И вот Андрей Лазарчук, писатель-фантаст из «Четвертой волны» родом, то есть литератор, сформировавшийся в 1980-х, но по-настоящему раскрывшийся в 1990-х, сделал роман «Мой старший брат Иешуа». Разумеется, первая ассоциация – с книгой Михаила Булгакова. Разумеется, первая реакция: «Ну вот еще одно литевангелие… И пишут, и пи-и-ишут».

В действительности же роман Лазарчука – антипод «пилатовским главам» из «Мастера и Маргариты». У Булгакова Иешуа помещен в фокус повествования вместе с Понтием Пилатом. Можно по-разному относиться к философии этой книги, но два центральных образа «пилатовских глав» как бросали вызов сердцам современников Булгакова, так и продолжают бросать вызов сердцам наших современников. Да и будущим поколениям, думается, суждено испытывать это ощущение. Булгаков создал полнокровные образы двух людей, которые могли бы существовать и две тысячи лет назад, и тысячу лет назад, и сегодня, и век спустя. Через эти образы он завел с читателем разговор о вечных проблемах, о душевных метаниях, присущих людям какой угодно эпохи… Михаил Афанасьевич во многом отстранился от евангельских сюжетов, но он хотя бы показал читателям, что основа благовествования о Христе – нелжива.

Лазарчук словно задался целью написать не столько даже антиевангелие, сколько антибулгакова. И если его роман станет культурным событием, то исключительно по этой причине.

Прежде всего, у Лазарчука Иешуа никоим образом не находится в центре внимания. У романа вообще нет главного героя. Рассказчица, сводная сестра Иешуа, также не может претендовать на роль центрального персонажа: она слишком занята повествованием о том, что происходило вокруг нее, чтобы краткие пассажи, передающие ее собственные мысли, идеи, переживания, могли сколько-нибудь заинтересовать. Она всего лишь проводник по книге, она – плоское ничто. И если искать в романе настоящего главного героя, то среди великого множества действующих лиц не найдется ни одного, достойного этой роли, зато имеется коллективный центральный персонаж – Иудея от Ирода до Пилата.

Для тех, кого по-настоящему интересует история Древнего Востока, «Мой старший брат Иешуа» станет увлекательным чтением.
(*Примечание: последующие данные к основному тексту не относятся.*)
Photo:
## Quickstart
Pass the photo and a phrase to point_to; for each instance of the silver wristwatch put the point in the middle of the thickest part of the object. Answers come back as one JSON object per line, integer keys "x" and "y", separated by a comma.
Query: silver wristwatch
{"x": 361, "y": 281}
Автор в мельчайших подробностях рассказывает о том, как в Иудее строят дома, каналы и корабли, как торгуют лесом, как взимают налоги – прямые и косвенные, какие существуют религиозные течения, какова история царского дома, что растят крестьяне и чем наполняют трюмы кораблей торговцы, каковы обычаи свадебные и погребальные, каких демонов боялись иудеи и каких распоряжений власти они боялись пуще демонов, как вошла в иудейский дом сначала эллинистическая культура, а затем и римская, где стоят лучшие крепости Иудеи, на какие административные единицы она разделена, и откуда пошло это разделение, с кем союзничает та или иная группировка и против кого она воюет… о-ох мне, грешному, если продолжать перечисление всего того, о чем повествует Лазарчук устами Христовой сестры, выйдет каталог размером отсюда до Иерусалима.

В этом заключается и главное достоинство романа, и его главная беда одновременно.
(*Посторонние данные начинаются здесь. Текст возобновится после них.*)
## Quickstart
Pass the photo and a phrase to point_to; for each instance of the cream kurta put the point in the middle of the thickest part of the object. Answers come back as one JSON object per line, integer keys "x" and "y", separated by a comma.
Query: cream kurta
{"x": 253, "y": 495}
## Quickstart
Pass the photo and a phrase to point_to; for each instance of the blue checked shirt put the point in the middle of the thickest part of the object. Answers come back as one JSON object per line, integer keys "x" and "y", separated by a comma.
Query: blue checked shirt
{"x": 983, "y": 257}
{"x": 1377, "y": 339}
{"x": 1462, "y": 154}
С одной стороны, читатель столь глубоко погружается в мир древней Иудеи, что может представить себе запах цветов на обочинах ее дорог, погладить рукой стену дома и ощутить теплоту ее шершавой поверхности, прочувствовать пафос очередной секты и понять смысл давно умершего обычая…

И тем не менее…

…В колоссальной груде иудейского материала тонет сюжет. Сотни людей, фигурирующих в романе, никак не хотят становиться сколько-нибудь рельефными – всё это ходячие «квэнты», т.е. «личные дела», выдуманные для участников большой ролевой игры. Жизнь медленно протекает в смене сезонов, женитьбах, заговорах, потасовках разбойников, храмовой стражи, римских солдатах и людей, которые ни в чем «не участвовали» и к уголовной ответственности «не привлекались», а просто попали, как кур в ощип. Вот появляется Иешуа – царевич из Иродова рода, тайно похищенный парфянским шпионом Оронтом и спрятанным им в семье лесоторговца Иосифа; вот Иешуа начинает борьбу за власть – собирает армию вооруженных сторонников, приходит в Иерусалим, судит, борется с храмовым духовенством; вот он, разбитый, уходит из Иерусалима, чтобы принять последний бой с отрядом приверженцев и безвестно гибнет – так, что даже тела его не могут найти. И это Иешуа среди множества Иешуа, это персонаж, ничуть не выделяющийся среди прочих персонажей.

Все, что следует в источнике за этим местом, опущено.